Football and the first billion-pound player

Football is booming right now. You might have noticed. The amount of money being spent on young people that are good at kicking round things has grown exponentially over the past two decades.

The £12.5m paid for Gianluca Vialli in 1992 (the year the Premier League began) through to the £200m shelled out for Neymar in 2017 represents a compound annual growth rate of 20.3% in world record fees.


If this rate of growth is maintained, that means we are nine years away from a £1bn footballer. Even excluding Neymar’s 2017 transfer fee, we get a compound annual growth rate of 15% between 1992-2016. That would give us a £1bn transfer in 11-12 years’ time...

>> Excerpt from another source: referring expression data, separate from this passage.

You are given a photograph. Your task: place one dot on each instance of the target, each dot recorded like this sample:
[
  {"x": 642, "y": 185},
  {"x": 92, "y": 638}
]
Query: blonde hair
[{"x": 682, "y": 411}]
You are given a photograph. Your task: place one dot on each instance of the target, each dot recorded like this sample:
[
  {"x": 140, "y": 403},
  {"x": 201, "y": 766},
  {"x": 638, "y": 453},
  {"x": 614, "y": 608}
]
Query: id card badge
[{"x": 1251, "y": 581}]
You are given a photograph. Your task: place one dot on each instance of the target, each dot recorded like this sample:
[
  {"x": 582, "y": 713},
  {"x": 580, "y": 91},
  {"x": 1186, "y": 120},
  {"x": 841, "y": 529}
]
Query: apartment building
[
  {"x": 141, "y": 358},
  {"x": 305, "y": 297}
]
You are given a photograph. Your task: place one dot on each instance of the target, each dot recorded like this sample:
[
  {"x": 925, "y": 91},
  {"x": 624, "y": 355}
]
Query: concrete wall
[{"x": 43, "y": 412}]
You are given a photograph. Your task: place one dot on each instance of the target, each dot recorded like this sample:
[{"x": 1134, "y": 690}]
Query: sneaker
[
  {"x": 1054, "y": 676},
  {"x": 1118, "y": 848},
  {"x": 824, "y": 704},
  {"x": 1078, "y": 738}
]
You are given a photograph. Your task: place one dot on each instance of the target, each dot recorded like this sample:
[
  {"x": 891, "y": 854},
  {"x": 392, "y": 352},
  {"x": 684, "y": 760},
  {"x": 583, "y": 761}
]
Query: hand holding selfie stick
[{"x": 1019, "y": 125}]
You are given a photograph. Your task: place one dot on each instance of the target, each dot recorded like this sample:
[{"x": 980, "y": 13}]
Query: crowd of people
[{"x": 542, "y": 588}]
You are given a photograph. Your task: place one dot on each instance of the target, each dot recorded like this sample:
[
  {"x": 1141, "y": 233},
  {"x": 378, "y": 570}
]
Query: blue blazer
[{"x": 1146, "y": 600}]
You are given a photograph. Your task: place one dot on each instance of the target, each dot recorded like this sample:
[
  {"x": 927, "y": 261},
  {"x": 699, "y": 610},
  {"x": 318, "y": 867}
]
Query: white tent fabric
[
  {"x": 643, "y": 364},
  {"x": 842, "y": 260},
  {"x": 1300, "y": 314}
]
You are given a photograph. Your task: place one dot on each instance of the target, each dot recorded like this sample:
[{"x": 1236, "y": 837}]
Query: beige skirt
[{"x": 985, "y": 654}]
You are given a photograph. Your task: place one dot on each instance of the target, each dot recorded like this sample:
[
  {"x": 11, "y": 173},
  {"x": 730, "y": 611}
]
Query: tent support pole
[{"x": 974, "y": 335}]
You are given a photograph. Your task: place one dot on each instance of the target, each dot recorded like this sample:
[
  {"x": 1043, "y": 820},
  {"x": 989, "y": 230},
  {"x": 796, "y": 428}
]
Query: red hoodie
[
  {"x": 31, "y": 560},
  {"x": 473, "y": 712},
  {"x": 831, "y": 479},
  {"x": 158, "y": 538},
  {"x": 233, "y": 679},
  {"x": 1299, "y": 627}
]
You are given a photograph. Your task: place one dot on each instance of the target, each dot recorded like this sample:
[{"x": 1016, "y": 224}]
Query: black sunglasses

But football as a sector - is it really worthy of investment? Isn’t it characterized by desperate swings in profitability and littered with bankruptcies? Doesn’t most of the profit go straight to players and agents?

Tottenham Hotspur, Aston Villa, Birmingham City, Charlton Athletic and Newcastle United have all taken themselves off the stock market in the past.

The changing face of football finance

Established fund manager Nick Train holds shares in Manchester United, Juventus and Celtic across the Lindsell Train global and UK equity portfolios. He views the clubs he holds as ‘national icons’. There is a case to be made for investing in unique assets - especially if they are increasing profit and revenue, as appears to be the case at these clubs.

Deloitte starts off its 2018 Annual Review of Football Finance by saying: “The financial results for the 2016/17 season may well be viewed in the future as the defining moment in the delivery of sustained profitability by football clubs competing in the Premier League.” The game is evolving and so is the case for investment.

Gone are the days in which top clubs’ main source of revenue came from filling up seats and selling pies. Broadcasters are flooding the game with cash as more established operators do battle with deep-pocketed new entrants such as Amazon. High-quality sports content is valuable.

The total value of the rights to show Premier League matches on television for 2019-2022 reached £4.55bn. In its recent second-quarter earnings update, Manchester United reported a 37.9% increase in broadcasting revenues for the three-month period and 26.3% for the six-month period.